I think we should immediately discard any version of the question, “what do we do to get folks back to church?” and spend A LOT more time and energy on questions like, “what’s the Holy Spirit doing in people’s lives and in our community, and how do we come alongside that?
Is this messy? Yes. Will it be more difficult to measure? Yes. Does it risk increasing institutional instability and uncertainty? Yes.
But the more handwringing I see and nervous whispering I hear around “will they come back?” or “what do we need to do to get folks back to church (or to youth group, or to small groups, or to _______ program)?”, the more concerned I am that we’re just making a massive category error that is theologically nonsensical and disastrous for ministry sustainability. We’re frequently operating under an assumption that Sunday morning (as vitally important as it is) and its accompanying programs is the indispensable starting point for everything else, that it is the precursor, the foundation, the basis from which God builds everything else, including mission, discipleship, faith formation, evangelism, or youth pizza night. And so when we say, “how do we get people to come back?”, this is the default context we have in mind.

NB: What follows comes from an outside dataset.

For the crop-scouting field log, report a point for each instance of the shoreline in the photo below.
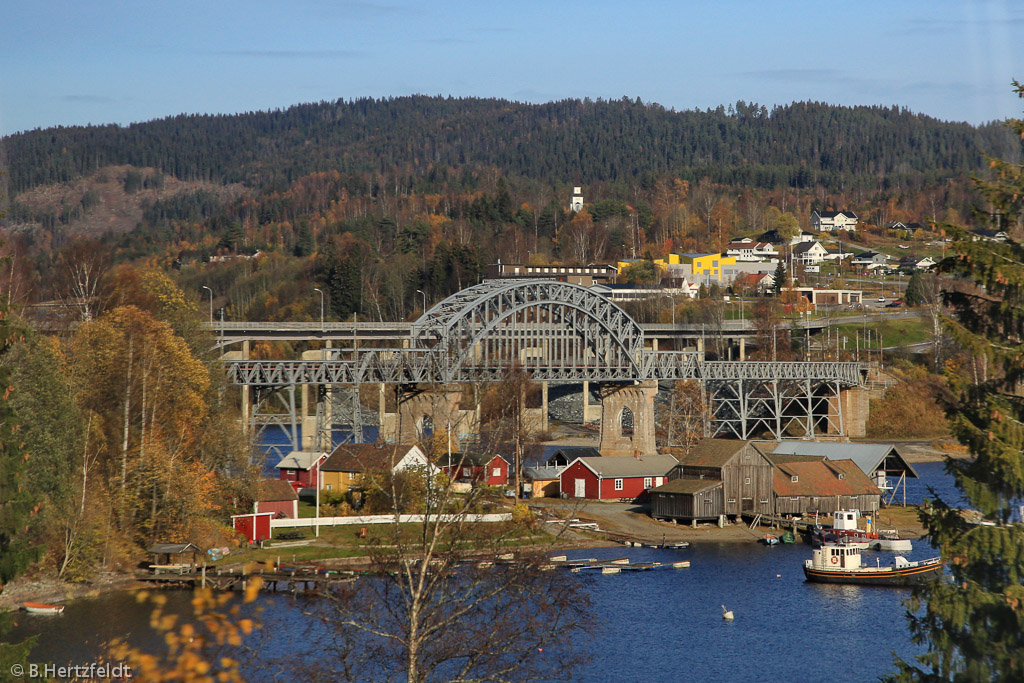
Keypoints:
(625, 522)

We may find it discomforting that scripture and the best of so many of our faith traditions seems to turn this set of assumptions about Sunday morning primacy on its head. The gathered assembly for worship and all the programmatic accompaniment of a Sunday morning is not what makes possible the many things the Holy Spirit does with us outside of that time and place. In fact, it’s what the Holy Spirit does with us outside of that time and place that makes that corporate worship pleasing to God. (I love the way my brother Joe Scrivner puts it: “Injustice invalidates invocation”) This sort of principle runs throughout scripture. I commend Isaiah 1, Amos 5, Hos 6, Micah 6, and Matt 5 as just a few quick examples. Put differently, we might say that discipleship is the basis for our corporate worship.
Sunday worship is a recurring festival to give thanks for the resurrected Lord’s work in our lives and in our world, to hear a word from the Lord, to feast, to sing, to offer witness and testimony, and to repent of sin and hear God’s word of unconditional forgiveness in Christ. Worship is commemoration more than it is commencement.
So really, the question is not, “will they come back,” or (directed toward your congregation), “are you coming back?” Rather, we might ask, “in what ways have you seen and experienced the power of Christ in your life and in your community, and how can we gather to celebrate, commemorate, songs of thanksgiving, and be inspired to go back out and keep following the Spirit together?”
This then becomes the basis of our gathered worship together, as we give thanks and praise to God for the amazing things God is doing and will continue to do in our communities and beyond.